El episodio vandálico protagonizado por turistas bonaerenses había ocurrió la semana pasada sobre la ruta nacional 7, de alta montaña, que une Mendoza con Chile. La escena quedó registrada por un conductor que pasaba por el lugar, quien grabó el momento en que los visitantes escriben sus nombres en la superficie de las piedras: “Stela, Grachu, Gui, Mari y Moni”.

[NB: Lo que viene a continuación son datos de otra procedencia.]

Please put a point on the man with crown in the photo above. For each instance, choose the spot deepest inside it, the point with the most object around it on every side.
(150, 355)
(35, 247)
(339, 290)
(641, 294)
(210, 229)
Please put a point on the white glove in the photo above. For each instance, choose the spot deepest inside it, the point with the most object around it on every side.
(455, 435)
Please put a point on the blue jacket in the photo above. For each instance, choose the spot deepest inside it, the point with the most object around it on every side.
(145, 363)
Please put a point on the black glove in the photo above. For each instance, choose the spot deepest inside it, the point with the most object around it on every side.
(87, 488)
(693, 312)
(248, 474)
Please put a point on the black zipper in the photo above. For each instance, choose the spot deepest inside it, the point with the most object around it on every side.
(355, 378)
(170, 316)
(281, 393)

“¿Cómo vas a hacer eso, viejo? Te voy a escrachar en todos lados”, les dijo el automovilista. En su defensa, uno de los autores de la inscripción aseguró que “no sabía que no se podía” hacer eso.
La viralización de las imágenes y la indignación que generó hicieron que el caso tuviera eco en la justicia. Fue la jueza contravencional Viviana Fernández quien citó el artículo 138 del Código Contravencional, que sanciona las “degradaciones ambientales no autorizadas en zonas protegidas de la montaña mendocina”, e intervino de oficio.
Enseguida, la Justicia de Mendoza identificó a los turistas que vandalizaron las piedras y se supo que provenían de la provincia de Buenos Aires, de la zona de Carlos Casares. Como contó Clarín, a través de la utilización de tecnología de de identificación facial, – que se usa en delitos penales- se logró ubicar a uno de ellos.